Graph neural networks detect fraud that tabular models structurally cannot see. A gradient-boosted tree scores each transaction or account as an independent row. It can learn that high-amount transactions at 3 AM are risky. But it cannot learn that five accounts sharing the same device fingerprint all sent money to the same beneficiary within 10 minutes. That pattern exists in the connections between rows, not in any single row.
When you represent transactions, accounts, devices, and merchants as a graph, fraud rings become visible structural patterns: dense clusters of nodes with unusual connectivity. GNNs learn to recognize these patterns automatically.
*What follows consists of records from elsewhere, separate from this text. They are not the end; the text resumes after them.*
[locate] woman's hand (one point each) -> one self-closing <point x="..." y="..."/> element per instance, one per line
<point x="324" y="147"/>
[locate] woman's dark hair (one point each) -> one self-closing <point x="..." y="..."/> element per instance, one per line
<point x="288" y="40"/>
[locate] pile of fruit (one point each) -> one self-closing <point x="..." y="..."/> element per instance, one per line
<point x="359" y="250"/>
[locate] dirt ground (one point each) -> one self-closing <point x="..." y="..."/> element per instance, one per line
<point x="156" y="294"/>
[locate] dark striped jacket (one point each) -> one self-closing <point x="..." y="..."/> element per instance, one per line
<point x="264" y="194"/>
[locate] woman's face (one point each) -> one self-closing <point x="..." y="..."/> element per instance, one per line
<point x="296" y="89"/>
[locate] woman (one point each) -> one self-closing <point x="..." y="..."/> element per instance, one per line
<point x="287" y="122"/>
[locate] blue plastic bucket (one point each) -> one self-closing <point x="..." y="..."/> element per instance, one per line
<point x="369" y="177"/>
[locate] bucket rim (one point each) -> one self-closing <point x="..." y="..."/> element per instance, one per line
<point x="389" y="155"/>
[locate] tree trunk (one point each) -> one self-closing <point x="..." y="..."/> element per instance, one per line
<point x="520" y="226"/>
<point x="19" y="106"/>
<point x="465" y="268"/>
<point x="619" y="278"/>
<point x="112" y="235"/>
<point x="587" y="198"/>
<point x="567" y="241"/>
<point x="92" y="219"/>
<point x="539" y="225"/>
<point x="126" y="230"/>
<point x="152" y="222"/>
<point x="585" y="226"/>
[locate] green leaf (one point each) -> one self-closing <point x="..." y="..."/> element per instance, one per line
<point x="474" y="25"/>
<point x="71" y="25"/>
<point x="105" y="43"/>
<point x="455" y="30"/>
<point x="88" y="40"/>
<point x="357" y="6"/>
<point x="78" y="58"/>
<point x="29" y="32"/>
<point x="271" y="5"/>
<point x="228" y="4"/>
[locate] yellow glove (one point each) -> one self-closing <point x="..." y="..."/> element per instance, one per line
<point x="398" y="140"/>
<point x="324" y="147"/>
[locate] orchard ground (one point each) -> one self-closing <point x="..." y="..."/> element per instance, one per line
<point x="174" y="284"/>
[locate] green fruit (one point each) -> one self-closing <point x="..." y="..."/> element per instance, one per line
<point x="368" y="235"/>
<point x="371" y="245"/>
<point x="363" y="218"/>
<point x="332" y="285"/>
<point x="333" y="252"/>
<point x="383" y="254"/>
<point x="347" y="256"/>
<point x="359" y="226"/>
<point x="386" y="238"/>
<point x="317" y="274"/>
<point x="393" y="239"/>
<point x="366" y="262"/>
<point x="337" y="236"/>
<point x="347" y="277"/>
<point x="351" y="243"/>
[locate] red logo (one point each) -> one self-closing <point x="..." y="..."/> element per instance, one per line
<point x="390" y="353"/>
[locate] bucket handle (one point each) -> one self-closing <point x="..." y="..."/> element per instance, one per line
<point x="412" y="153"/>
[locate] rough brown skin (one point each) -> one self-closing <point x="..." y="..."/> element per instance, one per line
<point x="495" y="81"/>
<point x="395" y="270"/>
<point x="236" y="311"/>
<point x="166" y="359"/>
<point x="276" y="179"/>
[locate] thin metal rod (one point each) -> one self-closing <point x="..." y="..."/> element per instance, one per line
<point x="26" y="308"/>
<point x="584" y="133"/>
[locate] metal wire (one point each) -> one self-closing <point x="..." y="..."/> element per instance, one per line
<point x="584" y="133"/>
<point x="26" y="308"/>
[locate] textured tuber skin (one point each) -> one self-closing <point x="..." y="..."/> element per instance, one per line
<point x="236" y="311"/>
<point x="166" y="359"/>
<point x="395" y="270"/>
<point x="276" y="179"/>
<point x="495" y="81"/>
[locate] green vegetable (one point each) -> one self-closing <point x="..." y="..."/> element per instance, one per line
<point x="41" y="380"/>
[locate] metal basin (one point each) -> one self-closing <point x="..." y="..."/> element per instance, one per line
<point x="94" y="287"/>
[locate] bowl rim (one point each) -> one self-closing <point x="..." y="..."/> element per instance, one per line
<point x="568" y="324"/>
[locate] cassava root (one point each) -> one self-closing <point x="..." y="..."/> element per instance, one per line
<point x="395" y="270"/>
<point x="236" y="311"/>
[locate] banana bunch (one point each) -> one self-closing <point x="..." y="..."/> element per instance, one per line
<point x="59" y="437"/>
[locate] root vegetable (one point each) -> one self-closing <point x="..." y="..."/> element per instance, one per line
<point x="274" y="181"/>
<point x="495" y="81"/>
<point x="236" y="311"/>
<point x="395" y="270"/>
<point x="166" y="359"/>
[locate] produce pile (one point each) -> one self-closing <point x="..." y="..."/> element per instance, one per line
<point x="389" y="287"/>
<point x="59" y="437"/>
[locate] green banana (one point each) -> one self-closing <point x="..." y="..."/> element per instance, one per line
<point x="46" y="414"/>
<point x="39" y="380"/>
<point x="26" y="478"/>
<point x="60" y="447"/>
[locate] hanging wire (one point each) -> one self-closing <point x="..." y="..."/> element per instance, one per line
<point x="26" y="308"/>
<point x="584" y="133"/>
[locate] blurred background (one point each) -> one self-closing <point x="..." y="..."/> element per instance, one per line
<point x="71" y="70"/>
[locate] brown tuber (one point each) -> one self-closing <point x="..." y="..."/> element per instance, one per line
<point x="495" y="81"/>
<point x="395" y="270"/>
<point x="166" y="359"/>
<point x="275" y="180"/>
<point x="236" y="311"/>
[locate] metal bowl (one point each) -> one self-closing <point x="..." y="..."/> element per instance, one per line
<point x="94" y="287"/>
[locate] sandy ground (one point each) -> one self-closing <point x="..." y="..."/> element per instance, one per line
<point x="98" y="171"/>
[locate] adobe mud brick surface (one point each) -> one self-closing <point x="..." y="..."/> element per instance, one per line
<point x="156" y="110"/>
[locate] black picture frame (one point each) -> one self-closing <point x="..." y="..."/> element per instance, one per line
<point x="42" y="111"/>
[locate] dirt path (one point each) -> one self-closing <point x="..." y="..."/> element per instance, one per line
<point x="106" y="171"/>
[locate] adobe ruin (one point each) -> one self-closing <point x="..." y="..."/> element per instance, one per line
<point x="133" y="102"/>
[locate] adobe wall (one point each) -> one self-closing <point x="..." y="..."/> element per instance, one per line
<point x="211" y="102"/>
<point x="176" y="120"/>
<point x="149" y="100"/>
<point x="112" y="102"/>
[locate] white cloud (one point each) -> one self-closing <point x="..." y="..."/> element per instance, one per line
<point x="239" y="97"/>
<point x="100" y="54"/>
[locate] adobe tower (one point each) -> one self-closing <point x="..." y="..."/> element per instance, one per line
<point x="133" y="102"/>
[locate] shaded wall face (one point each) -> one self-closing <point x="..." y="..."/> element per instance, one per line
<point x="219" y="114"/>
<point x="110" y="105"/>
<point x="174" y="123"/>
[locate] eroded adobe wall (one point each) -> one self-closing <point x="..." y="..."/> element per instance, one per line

Why tabular models fail on coordinated fraud
Consider a money laundering ring with 8 accounts. Each account individually looks normal: moderate balances, reasonable transaction amounts, accounts aged 6+ months. A tabular model scores each account at low risk.
But in the graph, the pattern is obvious. These 8 accounts form a near-complete subgraph: they transact almost exclusively with each other, share 2 device fingerprints, and all received their initial deposits from the same source account within 48 hours. The graph structure screams anomaly. The tabular features whisper normalcy.
Building the fraud graph
A production fraud graph is heterogeneous, meaning it has multiple node types and edge types:
- Node types: Account, Device, IP Address, Merchant, Transaction
- Edge types: account-uses-device, account-has-IP, account-sends-to-account, transaction-at-merchant, account-initiates-transaction
- Node features: Account (age, balance, country), Device (OS, fingerprint hash), Transaction (amount, timestamp, channel)
- Edge features: Timestamp, amount, frequency of connection
Why heterogeneous graphs matter
Different entity types carry different fraud signals. A device shared by 50 accounts is suspicious. A merchant with 90% chargebacks is suspicious. An IP address used from two countries simultaneously is suspicious. Heterogeneous GNNs (using message passing with type-specific transformations) learn separate patterns for each entity type while allowing information to flow across types.
How GNNs detect fraud rings
The detection mechanism is message passing across the transaction graph:
Layer 1: direct connections
Each account node aggregates features from its direct neighbors: its devices, its transactions, its counterparties. After layer 1, the account embedding encodes: “I use 2 devices, made 47 transactions this month, and transact with 12 unique counterparties.”
Layer 2: two-hop neighborhood
Now each account sees its counterparties' neighborhoods. The embedding encodes: “My counterparties share 3 devices with each other, 6 of my 12 counterparties also transact with the same 2 merchant accounts, and 4 of them received initial funding from the same source.” This is the fraud ring signal. It is invisible at one hop.
import torch
from torch_geometric.nn import SAGEConv, to_hetero
from torch_geometric.data import HeteroData
class FraudGNN(torch.nn.Module):
def __init__(self, hidden_channels):
super().__init__()
self.conv1 = SAGEConv((-1, -1), hidden_channels)
self.conv2 = SAGEConv((-1, -1), hidden_channels)
self.classifier = torch.nn.Linear(hidden_channels, 1)
def forward(self, x, edge_index):
x = self.conv1(x, edge_index).relu()
x = self.conv2(x, edge_index)
return self.classifier(x) # per-node fraud score
# Convert to heterogeneous model automatically
model = FraudGNN(hidden_channels=64)
model = to_hetero(model, data.metadata(), aggr='sum')PyG's to_hetero() converts a homogeneous GNN into a heterogeneous one that handles multiple node and edge types automatically.
Production considerations
Deploying graph-based fraud detection at scale requires solving three challenges:
- Scale: Production fraud graphs have hundreds of millions of nodes. GraphSAGE with mini-batching and neighbor sampling trains on subgraphs, not the full graph.
- Latency: Real-time scoring requires sub-100ms inference. Pre-compute neighbor embeddings and only run the final layers on the local subgraph at inference time.
- Temporal integrity: The model must not use future information. Edges must be filtered by timestamp so that at prediction time, only past transactions are visible. This is where temporal heterogeneous graphs become essential.
Graph signals tabular models cannot capture
The following patterns exist only in graph structure:
- Ring topology: A circular flow of funds (A sends to B, B to C, ..., Z back to A) that launders money through apparent diversity of counterparties.
- Device sharing clusters: Multiple “independent” accounts controlled from the same small set of devices.
- Rapid fan-out: A single deposit split and forwarded through many intermediate accounts before consolidation. The graph shows the tree structure; tabular data shows individual transfers.
- Behavioral mimicry with structural anomaly: Each account mimics normal behavior (amounts, timing, frequency) but the subgraph connectivity pattern is abnormal.